De nombreux analystes utilisent le terme VUCA (VICA en français pour Volatile, Incertain, Complexe et Ambigu) pour décrire le monde dans lequel nous vivons. Sa simple évocation suffit à comprendre que la « prédictibilité » devient elle-même de plus en plus difficile. C’est pourtant un des piliers du « pilotage » que de pouvoir prévoir, anticiper. Il devient donc vital de réinventer nos métriques, de capter au mieux les signaux faibles pour être capable de réagir vite, d'ajuster en permanence un plan projets ou un plan produits, de revoir les priorités, de reconfigurer les moyens et de travailler de manière différente.
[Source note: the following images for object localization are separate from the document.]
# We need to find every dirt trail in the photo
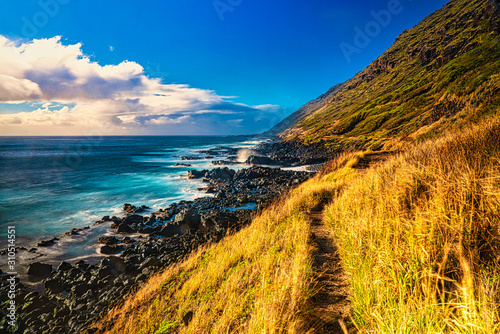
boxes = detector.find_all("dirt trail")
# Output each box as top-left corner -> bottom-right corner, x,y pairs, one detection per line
307,211 -> 353,334
306,151 -> 395,333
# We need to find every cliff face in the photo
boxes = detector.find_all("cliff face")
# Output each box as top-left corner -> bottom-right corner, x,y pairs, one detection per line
272,0 -> 500,149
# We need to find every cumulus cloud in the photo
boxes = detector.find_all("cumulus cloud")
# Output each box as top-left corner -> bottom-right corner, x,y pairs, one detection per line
0,74 -> 42,101
0,35 -> 283,135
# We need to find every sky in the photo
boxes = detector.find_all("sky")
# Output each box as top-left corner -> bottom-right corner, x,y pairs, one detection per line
0,0 -> 449,136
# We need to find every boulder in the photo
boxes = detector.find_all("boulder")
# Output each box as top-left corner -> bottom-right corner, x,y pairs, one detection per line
27,262 -> 53,277
44,278 -> 67,294
200,212 -> 239,232
204,167 -> 235,181
100,245 -> 124,254
98,236 -> 119,245
174,208 -> 201,228
116,224 -> 133,233
124,254 -> 141,264
37,238 -> 59,247
122,215 -> 144,224
234,168 -> 265,180
123,204 -> 149,213
64,229 -> 79,236
71,283 -> 88,296
157,223 -> 182,237
245,155 -> 277,165
123,203 -> 135,212
139,257 -> 161,269
101,256 -> 127,274
120,236 -> 134,244
187,169 -> 208,179
74,260 -> 89,270
56,262 -> 72,272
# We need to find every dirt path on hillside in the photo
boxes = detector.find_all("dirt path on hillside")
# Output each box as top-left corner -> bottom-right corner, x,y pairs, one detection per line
306,151 -> 395,333
307,211 -> 354,334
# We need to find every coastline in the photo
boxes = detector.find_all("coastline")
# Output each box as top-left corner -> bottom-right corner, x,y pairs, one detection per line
0,135 -> 265,246
0,138 -> 330,334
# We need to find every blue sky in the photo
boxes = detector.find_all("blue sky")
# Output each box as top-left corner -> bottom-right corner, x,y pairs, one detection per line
0,0 -> 449,135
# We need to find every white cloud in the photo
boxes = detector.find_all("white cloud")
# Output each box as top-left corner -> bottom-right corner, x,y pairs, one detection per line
0,35 -> 282,135
0,74 -> 42,101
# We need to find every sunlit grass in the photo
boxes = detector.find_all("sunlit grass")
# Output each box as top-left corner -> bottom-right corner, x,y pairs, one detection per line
325,119 -> 500,333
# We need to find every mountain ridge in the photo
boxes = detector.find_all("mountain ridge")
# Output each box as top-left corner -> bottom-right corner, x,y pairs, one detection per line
269,0 -> 500,150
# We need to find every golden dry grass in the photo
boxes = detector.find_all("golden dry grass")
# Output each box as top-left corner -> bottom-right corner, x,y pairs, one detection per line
325,117 -> 500,333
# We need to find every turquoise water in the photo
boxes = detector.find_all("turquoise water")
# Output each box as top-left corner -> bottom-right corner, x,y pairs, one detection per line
0,136 -> 256,246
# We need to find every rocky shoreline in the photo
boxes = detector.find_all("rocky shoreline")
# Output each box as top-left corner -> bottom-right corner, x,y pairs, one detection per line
0,140 -> 328,334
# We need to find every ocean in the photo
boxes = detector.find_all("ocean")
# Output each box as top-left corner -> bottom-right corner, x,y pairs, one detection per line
0,136 -> 257,248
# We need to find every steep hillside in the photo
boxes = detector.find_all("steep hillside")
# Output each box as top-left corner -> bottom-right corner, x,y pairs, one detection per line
273,0 -> 500,150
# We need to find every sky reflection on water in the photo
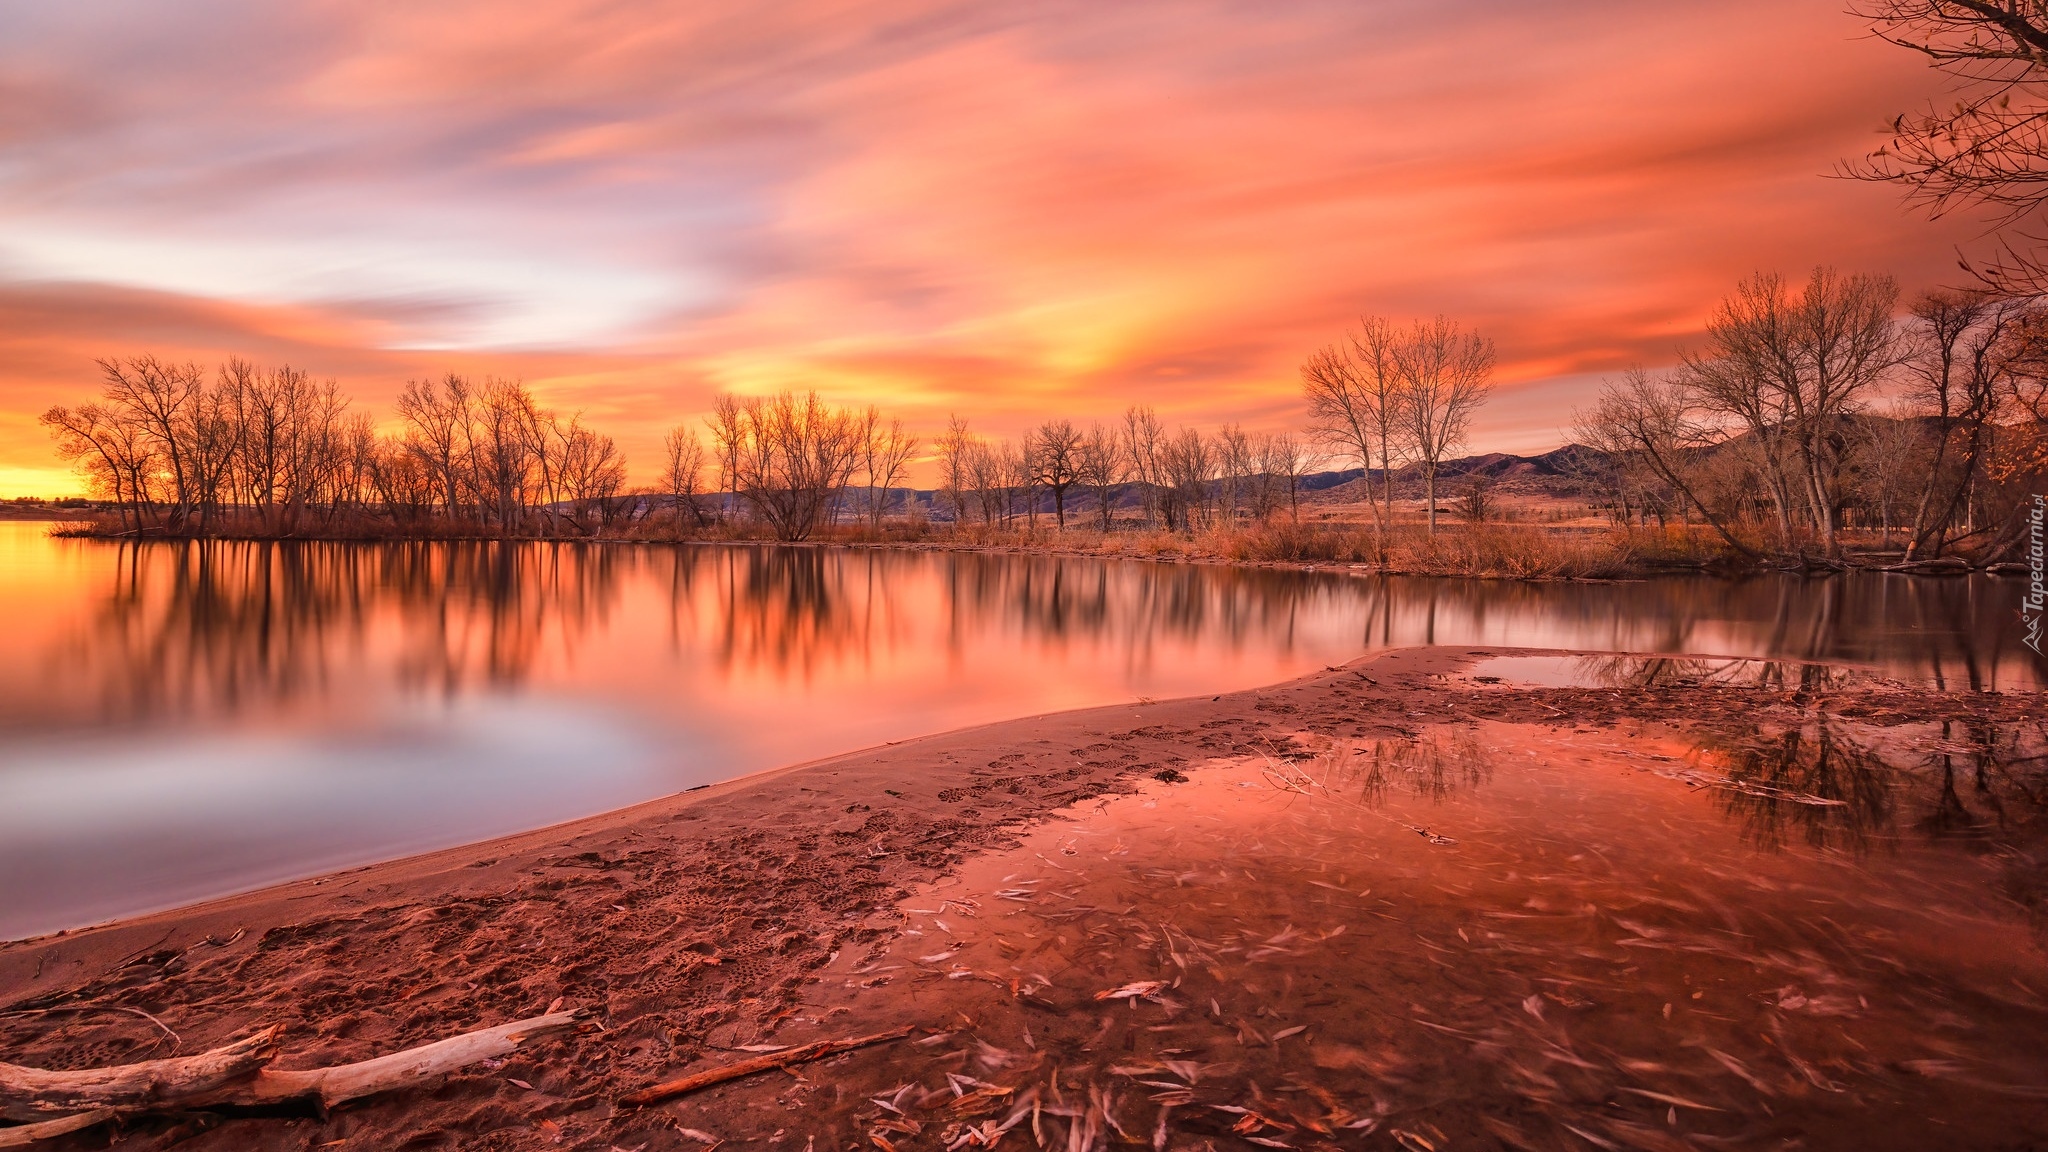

Pour nos organisations, l'adaptation et la transformation deviennent des « fonctions » fondamentales et pérennes.
Dans ce contexte de transformation, et en particulier de ce qu'induit l'agilité dans les pratiques et dans les modes de fonctionnement des équipes et des organisations, comment faire évoluer le modèle de pilotage, tant sur le volet performance économique que sur celui du pilotage des activités ?
Piloter, c'est avant tout prendre des décisions. Le pilotage doit permettre de s'assurer que les objectifs stratégiques fixés par une entreprise sont déclinés et exécutés opérationnellement et ce, quel que soit l'endroit où l’on se situe dans l'organisation. Le pilotage contribue également indirectement à assurer la pérennité de l'organisation, dans la mesure il vise à réguler les moyens alloués, au bon niveau et au bon endroit. Mais pour piloter, il faut de l’information utile, éclairante et qualitative ; et pour produire ces données, il est rapidement nécessaire de s’appuyer sur des outils qui en permettent la collecte, la transformation et la restitution.
En général, 3 finalités clés se détachent des outils de pilotage :
- Pouvoir réagir : collecter, visualiser et émettre des alertes synthétiques et lisibles nécessitant l’appui des décisionnaires
- Pouvoir anticiper et ajuster : avoir de la donnée prévisionnelle appuyée sur des hypothèses qui nous permet de prévoir, de voir devant
- Pouvoir décider : disposer d’informations pertinentes et suffisantes pour faire évoluer les trajectoires, en s’appuyant notamment sur des fonctionnalités de simulation et sur des représentations visuelles (reportings, dashboards…)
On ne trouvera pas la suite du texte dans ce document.